For FEQ this meant out and up. Literally. Adjacent the Plains of Abraham, a few years ago the festival added a massive scissor lift on the side that propelled select audience members many, many feet into the air. If you think that the best way experience Diplo’s meticulous brand of beat-selecting is jammed in a sweaty tangle of arms and neon headbands, then seeing that same mass of bodies respond to every drop from above the trees might be the best way to visualize the impact of a high-octane DJ set on an audience. I’m convinced it was a necessary extravagance.
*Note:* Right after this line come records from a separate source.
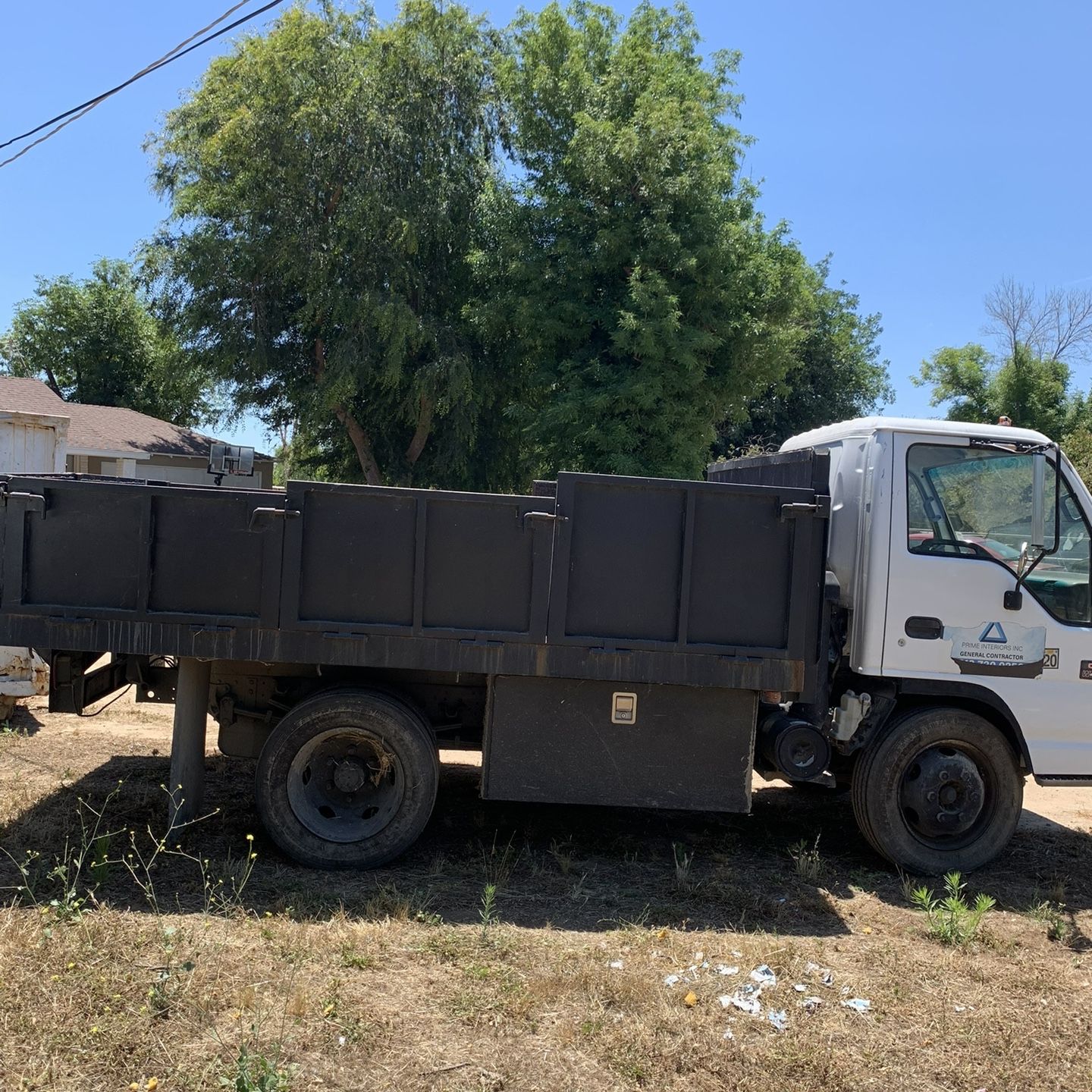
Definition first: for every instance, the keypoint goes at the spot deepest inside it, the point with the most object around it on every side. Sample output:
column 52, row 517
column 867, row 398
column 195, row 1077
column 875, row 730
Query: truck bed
column 614, row 578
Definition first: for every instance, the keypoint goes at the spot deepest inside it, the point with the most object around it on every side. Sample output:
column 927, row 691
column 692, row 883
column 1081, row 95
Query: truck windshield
column 977, row 503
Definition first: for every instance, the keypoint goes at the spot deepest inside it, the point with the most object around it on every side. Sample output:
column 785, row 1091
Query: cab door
column 961, row 514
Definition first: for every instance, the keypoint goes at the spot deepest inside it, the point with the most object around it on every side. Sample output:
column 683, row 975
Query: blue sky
column 932, row 148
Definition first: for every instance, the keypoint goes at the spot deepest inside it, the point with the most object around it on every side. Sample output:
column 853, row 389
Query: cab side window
column 975, row 503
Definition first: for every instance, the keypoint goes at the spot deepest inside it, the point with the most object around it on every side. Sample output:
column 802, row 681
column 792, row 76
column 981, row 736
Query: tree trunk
column 360, row 439
column 421, row 436
column 362, row 444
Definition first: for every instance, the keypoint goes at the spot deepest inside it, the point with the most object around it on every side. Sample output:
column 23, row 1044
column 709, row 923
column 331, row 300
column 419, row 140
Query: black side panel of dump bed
column 639, row 579
column 799, row 469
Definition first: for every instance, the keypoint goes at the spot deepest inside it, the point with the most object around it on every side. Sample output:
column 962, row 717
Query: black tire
column 972, row 774
column 384, row 755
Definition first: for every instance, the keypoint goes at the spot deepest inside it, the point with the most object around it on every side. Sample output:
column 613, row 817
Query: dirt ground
column 206, row 967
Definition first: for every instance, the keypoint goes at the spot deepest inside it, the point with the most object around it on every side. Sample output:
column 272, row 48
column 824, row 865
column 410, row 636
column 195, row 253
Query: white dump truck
column 896, row 605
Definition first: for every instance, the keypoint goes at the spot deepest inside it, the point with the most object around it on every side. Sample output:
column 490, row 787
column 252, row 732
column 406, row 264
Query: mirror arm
column 1014, row 598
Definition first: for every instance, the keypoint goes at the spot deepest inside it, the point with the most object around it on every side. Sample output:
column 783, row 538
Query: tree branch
column 362, row 441
column 362, row 444
column 421, row 435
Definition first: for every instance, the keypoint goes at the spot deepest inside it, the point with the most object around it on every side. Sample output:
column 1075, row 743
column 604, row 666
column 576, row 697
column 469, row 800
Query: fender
column 973, row 697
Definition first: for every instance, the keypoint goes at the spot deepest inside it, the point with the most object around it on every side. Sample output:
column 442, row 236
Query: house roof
column 106, row 429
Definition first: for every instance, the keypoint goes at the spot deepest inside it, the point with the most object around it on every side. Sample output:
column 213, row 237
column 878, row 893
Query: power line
column 77, row 111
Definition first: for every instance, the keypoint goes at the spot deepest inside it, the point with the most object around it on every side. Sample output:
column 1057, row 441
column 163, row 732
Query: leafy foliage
column 322, row 181
column 836, row 374
column 643, row 298
column 435, row 253
column 1033, row 392
column 96, row 341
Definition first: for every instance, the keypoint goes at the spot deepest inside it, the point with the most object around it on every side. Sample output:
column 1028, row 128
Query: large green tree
column 323, row 181
column 836, row 372
column 629, row 283
column 1032, row 391
column 96, row 341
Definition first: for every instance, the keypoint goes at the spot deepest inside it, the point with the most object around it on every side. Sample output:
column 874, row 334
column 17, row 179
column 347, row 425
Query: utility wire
column 77, row 111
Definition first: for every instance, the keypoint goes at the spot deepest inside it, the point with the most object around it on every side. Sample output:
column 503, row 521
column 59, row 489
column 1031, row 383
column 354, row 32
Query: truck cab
column 962, row 560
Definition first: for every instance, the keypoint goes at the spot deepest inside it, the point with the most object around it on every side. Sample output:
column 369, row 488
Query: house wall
column 168, row 469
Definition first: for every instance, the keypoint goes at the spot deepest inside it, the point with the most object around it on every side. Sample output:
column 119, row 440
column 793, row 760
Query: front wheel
column 347, row 780
column 938, row 792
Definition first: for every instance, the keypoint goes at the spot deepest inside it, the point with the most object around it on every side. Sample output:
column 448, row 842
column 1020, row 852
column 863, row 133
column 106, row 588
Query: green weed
column 952, row 920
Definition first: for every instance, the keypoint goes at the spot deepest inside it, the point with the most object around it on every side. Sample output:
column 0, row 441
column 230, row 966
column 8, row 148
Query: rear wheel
column 347, row 780
column 940, row 791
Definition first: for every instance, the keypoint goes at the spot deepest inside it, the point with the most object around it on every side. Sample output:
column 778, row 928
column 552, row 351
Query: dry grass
column 389, row 981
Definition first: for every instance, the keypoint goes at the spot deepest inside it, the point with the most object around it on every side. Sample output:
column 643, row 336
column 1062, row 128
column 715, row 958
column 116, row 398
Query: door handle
column 260, row 516
column 924, row 629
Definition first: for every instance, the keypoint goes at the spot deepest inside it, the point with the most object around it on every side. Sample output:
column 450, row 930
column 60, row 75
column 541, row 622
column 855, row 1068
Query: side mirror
column 1039, row 501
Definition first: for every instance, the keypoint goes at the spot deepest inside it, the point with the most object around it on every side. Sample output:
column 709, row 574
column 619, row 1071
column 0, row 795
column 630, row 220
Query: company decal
column 996, row 648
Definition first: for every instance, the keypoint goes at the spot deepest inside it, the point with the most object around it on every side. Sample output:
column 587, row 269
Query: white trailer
column 30, row 444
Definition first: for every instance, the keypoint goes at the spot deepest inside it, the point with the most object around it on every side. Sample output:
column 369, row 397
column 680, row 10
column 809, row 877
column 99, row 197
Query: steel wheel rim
column 947, row 794
column 345, row 786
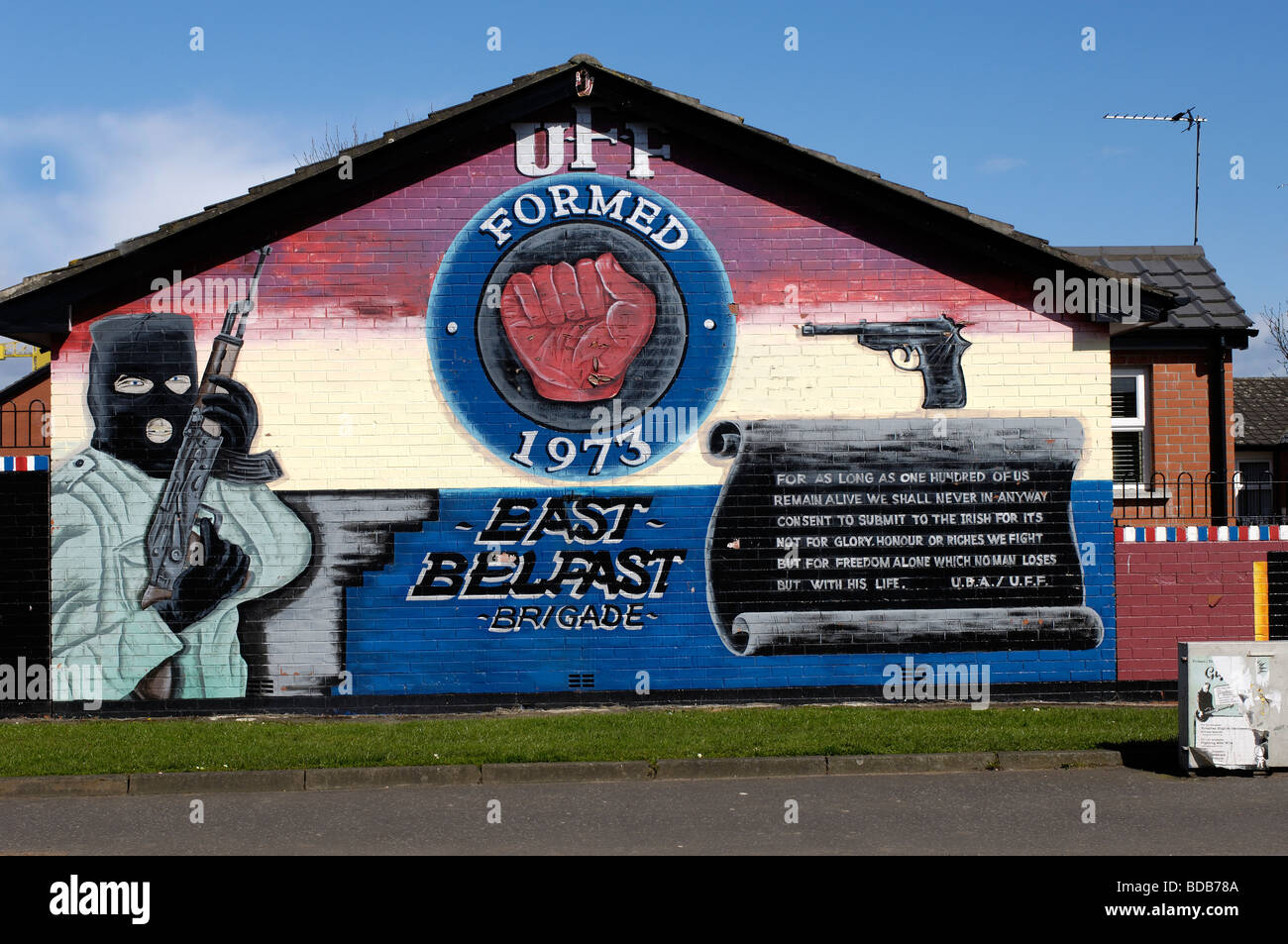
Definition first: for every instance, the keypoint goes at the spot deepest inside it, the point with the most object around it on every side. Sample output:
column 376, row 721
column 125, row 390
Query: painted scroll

On the other side of the Plains of Abraham, this year the festival also introduced an extra lush, dare I say it, boldly and delightfully “Instagram-ready” terrace, outfitted with soft lighting, lounge chairs, and a clear view of the stage. Located just outside the festival’s new headquarters in Manège militaire, it offered easy access to the late-night showcases from artists as diverse and wide-ranging as francophone chanteuse Charlotte Cardin, and the ultimate deliverers of karaoke-staples the Village People .
In many ways, these new inclusions sought to both bring the festival closer into the territory of a lifestyle event, while also recasting the term in the process. For over fifty years, FEQ has been defined by its role as an annual, accessible, and permanent social pillar in Quebec City. In the process, it’s elevated the festival beyond a 11-day series of music programming, and into an unofficial holiday that celebrates the city’s evolving cultural identity; like showcasing homegrown artists to some of their biggest audiences to date like Shawn Mendes in 2018, or celebrating beloved rock iconoclasts like Eric Lapointe who was awarded this year’s Prix Miroir de la Renommée on stage. When you slide that in with a day at the newly-built Strøm Spa Nordique who offered picturesque, mid-fest spa getaways, and a bunch of massive, sometimes climbable on-site installations, FEQ is akin to a mega-event with many moving parts.
By creating a space that few have attempted—a congregation of music’s most notable heavy hitters under the admission of a single, wallet-friendly wristband—FEQ has built its identity around being proudly and unapologetically for everyone. Rather than stopping at creating spaces for a dynamic community of fans along gender and racial lines, FEQ takes its mandate as an all-ages event seriously by refusing to disqualify the tastes of audiences, young and old. Under, the festival’s careful design headliner status means that all who occupy it morph the audiences to fulfill their expectations. It’s a space where Mariah Carey can candidly urge the audience to empathize with the rigors of navigating a stage on stilettos amidst torrential downpour, while also hitting every big note she attempted. It’s also space where the prolific Gucci Mane can play his very first Canadian show to a roaring, largely French-speaking crowd; and without contest, Logic can demand an audience’s maximum attention and performance from a crowd willing to offer it generously.
The last several years have seen mega-festivals exit the Canadian music festival landscape as quickly as they entered, but FEQ’s devotion to multi-generational programming might possibly assure its longevity for another 50 years. In the words of the only voice gravely missed at this year’s festival, esketit!